Over the last few days, you have probably seen social media posts of how expensive a “tree” (read bar) of soap is. At the turn of this year, a bar of soap was going for about Shs3500 for the well marketed brands and much less for ‘average’ brands. Today, the same “tree” of soap is threatening to reach the Shs10,000 mark. Unlike the 70s and 80s where goods were not on the market, today, if you have money, you will be able to get whatever number of “trees” of soap that you may need.
To be fair, it is not only soap whose prices have gone up. A 50kg-bag of cement is now on average at Shs32,000 from about Shs28,000 in January this year. Steel bars, have gone up by about Shs10,000 for the 16-millimeter size for the new brands on the market. Established brands are now selling by more than Shs20,000 of the January 2022 prices. Of course, today I will not say anything about petrol and diesel to avoid boring you to death.
But since the issue now at hand is soap, let me stick to that. The main ingredient for soap is crude palm oil which is largely imported from Malaysia and Indonesia, the world’s leading producers. Palm oil is extracted from oil palm fresh fruit bunches. Growing oil palm was only introduced to Malaysia and Indonesia by British colonialists otherwise it is an indigenous plant of Sub-Saharan Africa.

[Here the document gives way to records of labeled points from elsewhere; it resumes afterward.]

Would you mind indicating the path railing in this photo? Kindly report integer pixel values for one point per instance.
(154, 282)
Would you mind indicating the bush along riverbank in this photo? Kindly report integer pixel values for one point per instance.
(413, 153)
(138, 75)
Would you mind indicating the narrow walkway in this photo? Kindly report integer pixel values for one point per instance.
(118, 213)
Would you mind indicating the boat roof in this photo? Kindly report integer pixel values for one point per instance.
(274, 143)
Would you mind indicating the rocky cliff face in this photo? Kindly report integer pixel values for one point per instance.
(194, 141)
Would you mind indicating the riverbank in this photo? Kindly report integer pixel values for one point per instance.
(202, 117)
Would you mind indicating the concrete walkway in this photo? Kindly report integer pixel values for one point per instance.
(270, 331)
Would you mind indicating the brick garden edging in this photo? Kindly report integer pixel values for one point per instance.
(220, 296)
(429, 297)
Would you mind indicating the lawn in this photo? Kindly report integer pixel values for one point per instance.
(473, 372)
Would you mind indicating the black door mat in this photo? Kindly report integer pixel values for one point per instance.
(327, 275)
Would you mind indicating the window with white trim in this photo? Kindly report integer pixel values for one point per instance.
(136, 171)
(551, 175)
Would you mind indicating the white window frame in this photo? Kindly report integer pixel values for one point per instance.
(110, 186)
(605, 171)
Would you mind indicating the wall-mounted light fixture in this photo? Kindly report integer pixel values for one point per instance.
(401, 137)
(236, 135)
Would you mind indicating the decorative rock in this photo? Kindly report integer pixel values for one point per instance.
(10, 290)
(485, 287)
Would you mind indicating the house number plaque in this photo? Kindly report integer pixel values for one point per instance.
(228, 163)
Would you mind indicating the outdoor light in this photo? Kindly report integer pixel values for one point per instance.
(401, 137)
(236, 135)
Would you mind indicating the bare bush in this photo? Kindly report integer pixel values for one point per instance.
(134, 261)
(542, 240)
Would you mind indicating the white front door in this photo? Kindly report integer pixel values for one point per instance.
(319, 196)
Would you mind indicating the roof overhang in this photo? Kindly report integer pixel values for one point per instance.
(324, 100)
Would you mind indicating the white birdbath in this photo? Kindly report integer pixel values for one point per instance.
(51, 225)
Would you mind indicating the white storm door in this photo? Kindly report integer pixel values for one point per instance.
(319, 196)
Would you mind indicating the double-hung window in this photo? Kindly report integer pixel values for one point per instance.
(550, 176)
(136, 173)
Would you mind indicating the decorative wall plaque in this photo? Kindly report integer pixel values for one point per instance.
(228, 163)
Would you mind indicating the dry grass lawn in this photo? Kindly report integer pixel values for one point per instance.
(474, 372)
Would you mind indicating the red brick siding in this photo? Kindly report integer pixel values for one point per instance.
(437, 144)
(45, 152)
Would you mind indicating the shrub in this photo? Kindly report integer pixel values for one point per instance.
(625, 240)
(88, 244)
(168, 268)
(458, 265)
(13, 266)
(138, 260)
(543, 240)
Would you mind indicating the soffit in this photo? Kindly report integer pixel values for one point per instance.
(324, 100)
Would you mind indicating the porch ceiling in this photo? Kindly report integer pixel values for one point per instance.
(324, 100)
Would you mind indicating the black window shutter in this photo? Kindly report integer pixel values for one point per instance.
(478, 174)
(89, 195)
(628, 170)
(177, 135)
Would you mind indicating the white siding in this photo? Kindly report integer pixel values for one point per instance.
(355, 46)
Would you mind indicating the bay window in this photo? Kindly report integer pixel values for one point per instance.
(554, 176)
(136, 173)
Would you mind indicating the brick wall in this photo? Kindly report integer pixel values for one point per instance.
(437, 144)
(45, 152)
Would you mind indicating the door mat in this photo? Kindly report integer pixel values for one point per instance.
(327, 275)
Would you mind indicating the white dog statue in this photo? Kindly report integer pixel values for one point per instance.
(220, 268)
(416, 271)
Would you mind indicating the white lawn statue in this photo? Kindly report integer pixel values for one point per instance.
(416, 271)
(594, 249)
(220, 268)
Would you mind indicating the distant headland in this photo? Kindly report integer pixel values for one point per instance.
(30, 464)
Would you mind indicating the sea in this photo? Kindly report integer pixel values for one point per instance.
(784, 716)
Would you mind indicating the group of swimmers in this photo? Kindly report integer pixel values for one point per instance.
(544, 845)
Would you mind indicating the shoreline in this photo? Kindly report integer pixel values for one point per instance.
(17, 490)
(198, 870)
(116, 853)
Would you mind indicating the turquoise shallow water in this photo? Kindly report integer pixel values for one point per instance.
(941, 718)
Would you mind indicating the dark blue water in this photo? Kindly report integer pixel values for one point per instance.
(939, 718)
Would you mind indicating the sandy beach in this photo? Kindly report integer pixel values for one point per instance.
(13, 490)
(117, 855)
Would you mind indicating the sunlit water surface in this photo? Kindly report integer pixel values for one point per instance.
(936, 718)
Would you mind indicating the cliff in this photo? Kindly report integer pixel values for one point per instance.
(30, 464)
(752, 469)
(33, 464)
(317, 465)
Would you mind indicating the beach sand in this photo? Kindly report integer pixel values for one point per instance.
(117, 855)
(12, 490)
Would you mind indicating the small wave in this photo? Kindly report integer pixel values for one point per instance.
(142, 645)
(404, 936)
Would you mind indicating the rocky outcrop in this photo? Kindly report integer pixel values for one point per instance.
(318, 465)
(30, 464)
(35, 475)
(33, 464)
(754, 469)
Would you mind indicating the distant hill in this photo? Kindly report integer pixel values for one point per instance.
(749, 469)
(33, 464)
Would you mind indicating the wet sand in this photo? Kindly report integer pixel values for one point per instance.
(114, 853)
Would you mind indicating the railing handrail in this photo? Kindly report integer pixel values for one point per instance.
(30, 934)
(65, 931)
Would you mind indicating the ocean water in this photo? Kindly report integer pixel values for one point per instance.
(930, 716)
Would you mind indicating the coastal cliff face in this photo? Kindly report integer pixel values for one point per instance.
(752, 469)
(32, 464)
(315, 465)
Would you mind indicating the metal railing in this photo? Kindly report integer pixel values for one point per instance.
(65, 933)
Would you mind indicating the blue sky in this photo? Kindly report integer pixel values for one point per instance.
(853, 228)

Yet the continent is now almost a net importer of crude palm oil. It tells you how far we have come! Palm oil is the world’s most diverse agricultural product. It can be used to make soap, cosmetics and at the same time edibles like cooking oil.
In Uganda, we first experimented growing oil palm in Ssese islands in the 1970s but commercial farming only started in mid-2000s. Figures from the National Oil Palm Project (NOPP) of the Ministry of Agriculture indicate that the country needs to grow at least 100,000 hectares to meet current national demand. In Kalangala, only 11,346 hectares have been planted and another 7,500 hectares are under cultivation or planned in Buvuma. Oil palms take four years to mature and last between 18-25 years after which they have to be cut and replanting starts again.
Today, the price of crude palm oil has gone up because of many reasons. First, the invasion of Ukraine and Russia according to Reuters has halted the supply of sun oil, an alternative to palm oil. “Palm oil has become the costliest among the four major edible oils for the first time as buyers rush to secure replacements for sunflower oil shipments from the top exporting Black Sea region that were disrupted by Russia’s invasion of Ukraine,” the Reuters article reads.
The article adds that “since ports in Ukraine will remain closed until the invasion ends, Asian and European refiners have raised palm oil purchases for near-month shipments to replace sun oil which has lifted palm oil to irrational price level.”
Second, Malaysia has reacted by restricting crude palm oil exports to meet its own national demands first. Third, since last year, Uganda introduced a 10% tax on crude palm oil imports. These factors have increased the price of crude palm oil in Uganda.
The beauty of this though is that farmers in Kalangala are laughing all the way to the bank. As you read this, a kilogram of oil palm fresh fruit bunches is going for Shs1,238 compared to last month’s Shs1,137. Since September 2019, prices of oil palm fresh fruit bunches have increased by 166 percent from Shs465.This is good for Ugandan farmers.
In Kalangala, there are 2,063 smallholders who make about Shs6 billion collectively every month. An acre of oil palm gives the farmer at least a monthly income of Shs400,000 (oil palms are harvestable every 10 days). If the government is keen to empower farmers, oil palm growing is one of the solutions. Could the parish development model look at areas where farmers can grow this crop and empower them to do so?